Ketua AJI Yogyakarta Hendrawan Setiawan mengatakan atas kejadian itu, AJI Yogyakarta menyatakan sikap.
Pertama, kerja jurnalis tidak boleh ada penyensoran dan intimidasi dari siapapun. Sikap yang dilakukan pelaku telah melanggar melanggar ketentuan UU No. 40 tahun 1999 tentang Pers pada Pasal 4 ayat 1, 2 dan 3. Bahwa kemerdekaan pers dijamin sebagai hak asasi warga negara. Terhadap pers nasional tidak dikenakan penyensoran, pembredelan atau pelarangan penyiaran. Untuk menjamin kemerdekaan pers, pers nasional mempunyai hak mencari, memperoleh, dan menyebarluaskan gagasan dan informasi.

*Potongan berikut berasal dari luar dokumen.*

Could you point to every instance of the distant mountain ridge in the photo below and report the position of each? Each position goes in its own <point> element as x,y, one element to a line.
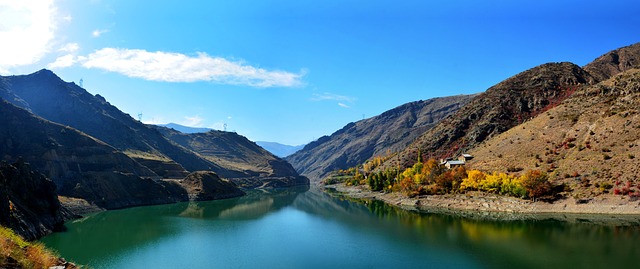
<point>231,151</point>
<point>381,135</point>
<point>95,152</point>
<point>185,129</point>
<point>280,150</point>
<point>277,149</point>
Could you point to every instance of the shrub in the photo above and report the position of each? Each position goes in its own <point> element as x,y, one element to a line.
<point>472,181</point>
<point>536,183</point>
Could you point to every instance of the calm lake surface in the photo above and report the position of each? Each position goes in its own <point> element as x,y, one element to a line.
<point>297,228</point>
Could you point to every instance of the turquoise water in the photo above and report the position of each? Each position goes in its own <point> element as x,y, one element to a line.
<point>307,229</point>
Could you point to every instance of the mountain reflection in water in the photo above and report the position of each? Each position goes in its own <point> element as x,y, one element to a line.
<point>295,228</point>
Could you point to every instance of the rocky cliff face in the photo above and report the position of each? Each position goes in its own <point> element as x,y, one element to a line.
<point>81,166</point>
<point>500,108</point>
<point>381,135</point>
<point>589,142</point>
<point>28,201</point>
<point>614,62</point>
<point>204,186</point>
<point>66,103</point>
<point>233,152</point>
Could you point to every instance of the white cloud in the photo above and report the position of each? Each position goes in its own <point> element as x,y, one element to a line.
<point>26,31</point>
<point>193,121</point>
<point>63,61</point>
<point>331,97</point>
<point>177,67</point>
<point>98,32</point>
<point>70,47</point>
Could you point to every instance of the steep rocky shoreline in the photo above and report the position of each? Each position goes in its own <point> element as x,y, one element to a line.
<point>609,209</point>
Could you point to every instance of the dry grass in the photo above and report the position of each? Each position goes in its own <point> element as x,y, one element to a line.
<point>589,141</point>
<point>15,252</point>
<point>146,155</point>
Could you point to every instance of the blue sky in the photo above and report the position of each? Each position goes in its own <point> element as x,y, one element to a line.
<point>290,71</point>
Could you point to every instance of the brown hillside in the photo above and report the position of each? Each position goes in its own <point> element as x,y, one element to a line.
<point>501,107</point>
<point>237,153</point>
<point>388,132</point>
<point>614,62</point>
<point>589,142</point>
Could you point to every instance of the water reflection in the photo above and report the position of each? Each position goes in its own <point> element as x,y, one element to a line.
<point>548,242</point>
<point>300,227</point>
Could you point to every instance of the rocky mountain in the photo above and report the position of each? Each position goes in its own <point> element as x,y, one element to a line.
<point>47,96</point>
<point>496,110</point>
<point>185,129</point>
<point>278,149</point>
<point>237,153</point>
<point>80,165</point>
<point>31,218</point>
<point>614,62</point>
<point>590,142</point>
<point>512,102</point>
<point>381,135</point>
<point>66,103</point>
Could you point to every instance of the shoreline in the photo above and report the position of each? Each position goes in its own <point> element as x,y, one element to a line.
<point>604,209</point>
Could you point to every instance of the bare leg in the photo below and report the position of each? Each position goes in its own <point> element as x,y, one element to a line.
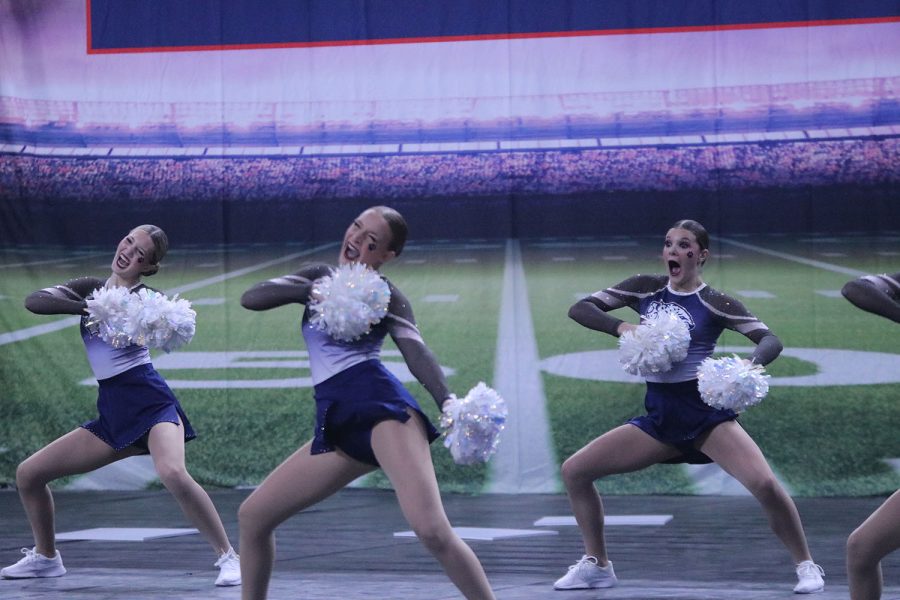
<point>78,451</point>
<point>878,536</point>
<point>734,450</point>
<point>166,444</point>
<point>621,450</point>
<point>403,453</point>
<point>297,483</point>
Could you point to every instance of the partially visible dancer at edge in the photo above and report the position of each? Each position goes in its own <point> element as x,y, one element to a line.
<point>678,426</point>
<point>138,414</point>
<point>879,534</point>
<point>365,419</point>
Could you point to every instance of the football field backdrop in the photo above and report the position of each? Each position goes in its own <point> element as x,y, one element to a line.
<point>539,151</point>
<point>828,425</point>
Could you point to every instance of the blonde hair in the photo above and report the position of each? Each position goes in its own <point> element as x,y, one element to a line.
<point>160,246</point>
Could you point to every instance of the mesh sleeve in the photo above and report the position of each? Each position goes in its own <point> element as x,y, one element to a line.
<point>287,289</point>
<point>877,294</point>
<point>421,361</point>
<point>65,299</point>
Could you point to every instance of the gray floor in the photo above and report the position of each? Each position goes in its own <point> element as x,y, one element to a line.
<point>714,547</point>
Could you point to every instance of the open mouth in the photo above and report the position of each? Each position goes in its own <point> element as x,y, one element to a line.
<point>351,253</point>
<point>122,262</point>
<point>674,268</point>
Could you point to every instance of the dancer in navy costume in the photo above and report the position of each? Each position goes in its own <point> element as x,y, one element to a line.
<point>365,419</point>
<point>138,414</point>
<point>879,535</point>
<point>678,426</point>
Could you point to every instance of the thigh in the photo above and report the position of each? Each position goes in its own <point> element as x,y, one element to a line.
<point>624,449</point>
<point>166,445</point>
<point>404,454</point>
<point>302,480</point>
<point>79,451</point>
<point>732,448</point>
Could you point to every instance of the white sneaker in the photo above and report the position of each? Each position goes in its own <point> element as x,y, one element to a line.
<point>586,574</point>
<point>34,565</point>
<point>229,569</point>
<point>809,576</point>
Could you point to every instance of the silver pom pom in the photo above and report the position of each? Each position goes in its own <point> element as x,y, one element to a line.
<point>347,303</point>
<point>146,318</point>
<point>473,424</point>
<point>732,382</point>
<point>655,345</point>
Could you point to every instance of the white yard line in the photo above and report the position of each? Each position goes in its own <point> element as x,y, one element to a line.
<point>30,332</point>
<point>524,462</point>
<point>50,261</point>
<point>798,259</point>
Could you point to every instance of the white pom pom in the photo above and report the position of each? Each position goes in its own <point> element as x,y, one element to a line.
<point>472,425</point>
<point>654,345</point>
<point>732,382</point>
<point>107,315</point>
<point>349,302</point>
<point>160,322</point>
<point>147,318</point>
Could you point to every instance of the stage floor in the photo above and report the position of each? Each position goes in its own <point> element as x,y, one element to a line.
<point>345,548</point>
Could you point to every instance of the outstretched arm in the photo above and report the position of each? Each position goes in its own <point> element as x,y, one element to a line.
<point>591,312</point>
<point>65,299</point>
<point>287,289</point>
<point>768,346</point>
<point>877,294</point>
<point>419,358</point>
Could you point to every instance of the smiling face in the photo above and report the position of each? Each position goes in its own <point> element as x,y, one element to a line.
<point>683,257</point>
<point>367,241</point>
<point>133,256</point>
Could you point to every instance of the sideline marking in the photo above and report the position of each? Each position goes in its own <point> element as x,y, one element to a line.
<point>273,359</point>
<point>30,332</point>
<point>836,366</point>
<point>794,258</point>
<point>524,462</point>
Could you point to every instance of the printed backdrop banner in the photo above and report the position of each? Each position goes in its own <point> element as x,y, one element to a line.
<point>539,152</point>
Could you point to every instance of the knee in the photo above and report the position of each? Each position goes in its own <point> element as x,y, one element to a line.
<point>765,488</point>
<point>252,518</point>
<point>573,475</point>
<point>29,476</point>
<point>859,551</point>
<point>435,536</point>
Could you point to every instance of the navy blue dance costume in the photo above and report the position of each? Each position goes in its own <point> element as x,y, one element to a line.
<point>133,397</point>
<point>354,391</point>
<point>676,415</point>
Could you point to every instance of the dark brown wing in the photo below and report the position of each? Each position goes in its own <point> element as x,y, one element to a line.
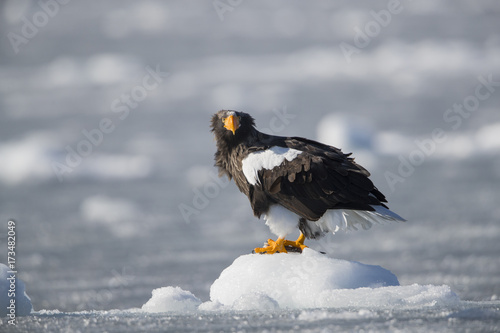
<point>320,178</point>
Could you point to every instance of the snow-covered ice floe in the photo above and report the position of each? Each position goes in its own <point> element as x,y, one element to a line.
<point>302,292</point>
<point>13,297</point>
<point>302,281</point>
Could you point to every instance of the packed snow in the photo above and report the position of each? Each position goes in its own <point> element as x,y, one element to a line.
<point>13,289</point>
<point>171,299</point>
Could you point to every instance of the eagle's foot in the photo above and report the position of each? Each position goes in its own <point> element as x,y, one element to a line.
<point>282,245</point>
<point>272,247</point>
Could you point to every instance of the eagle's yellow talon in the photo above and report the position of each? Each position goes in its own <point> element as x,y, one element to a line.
<point>279,246</point>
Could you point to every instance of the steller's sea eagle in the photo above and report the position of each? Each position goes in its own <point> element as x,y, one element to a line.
<point>295,182</point>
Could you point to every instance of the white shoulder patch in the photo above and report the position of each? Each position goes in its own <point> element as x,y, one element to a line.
<point>266,159</point>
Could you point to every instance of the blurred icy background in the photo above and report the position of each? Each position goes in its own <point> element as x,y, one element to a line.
<point>105,234</point>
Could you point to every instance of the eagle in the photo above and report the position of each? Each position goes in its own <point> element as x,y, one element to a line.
<point>295,183</point>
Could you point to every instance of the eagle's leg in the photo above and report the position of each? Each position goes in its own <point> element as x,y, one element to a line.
<point>272,247</point>
<point>299,243</point>
<point>279,246</point>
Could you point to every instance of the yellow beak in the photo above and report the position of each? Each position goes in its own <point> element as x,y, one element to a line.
<point>232,123</point>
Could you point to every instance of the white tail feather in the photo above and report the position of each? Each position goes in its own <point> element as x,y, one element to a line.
<point>347,219</point>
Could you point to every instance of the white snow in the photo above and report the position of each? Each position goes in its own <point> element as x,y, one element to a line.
<point>310,280</point>
<point>266,159</point>
<point>22,303</point>
<point>119,215</point>
<point>293,281</point>
<point>171,299</point>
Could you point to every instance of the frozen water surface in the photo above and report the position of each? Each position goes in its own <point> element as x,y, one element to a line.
<point>106,162</point>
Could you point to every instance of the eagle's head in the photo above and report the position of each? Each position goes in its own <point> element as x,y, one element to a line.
<point>231,126</point>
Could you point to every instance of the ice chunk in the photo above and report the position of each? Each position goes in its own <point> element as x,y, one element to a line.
<point>22,303</point>
<point>293,280</point>
<point>171,299</point>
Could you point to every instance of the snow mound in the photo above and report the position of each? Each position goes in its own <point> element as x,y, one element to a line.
<point>171,299</point>
<point>23,305</point>
<point>310,280</point>
<point>293,281</point>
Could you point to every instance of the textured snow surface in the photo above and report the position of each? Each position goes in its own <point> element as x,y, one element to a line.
<point>23,305</point>
<point>171,299</point>
<point>294,281</point>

Kedua, kata Hendrawan, dalam ketentuan pidana UU Pers Pasal 18 disebutkan setiap orang yang secara melawan hukum dengan sengaja melakukan tindakan yang berakibat menghambat atau menghalangi pelaksanaan ketentuan Pasal 4 ayat (2) dan ayat (3) dipidana dengan penjara paling lama dua tahun atau denda paling banyak Rp500 juta.
"AJI menilai perbuatan pelaku adalah salah satu bentuk ancaman terhadap kebebasan pers," kata Hendrawan.
Ketiga, pelecehan yang dilakukan adalah pelecehan terhadap profesi dan pribadi korban. Sebagai pekerja perempuan maka pelaku telah melanggar haknya yakni bebas dari teror, bebas intimidasi, mendapatkan perlindungan dan keamanan.
Keempat, AJI Yogyakarta meminta Biro Pers Istana meminta maaf. Dan kelima, AJI juga meminta Presiden Jokowi menempatkan orang yang memahami UU Pers di Biro Pers Istana.
"Kami mengimbau agar semua pihak termasuk para pejabat untuk memahami UU Pers agar tidak ada pemberangusan terhadap pers seperti zaman orde baru," kata Hendrawan.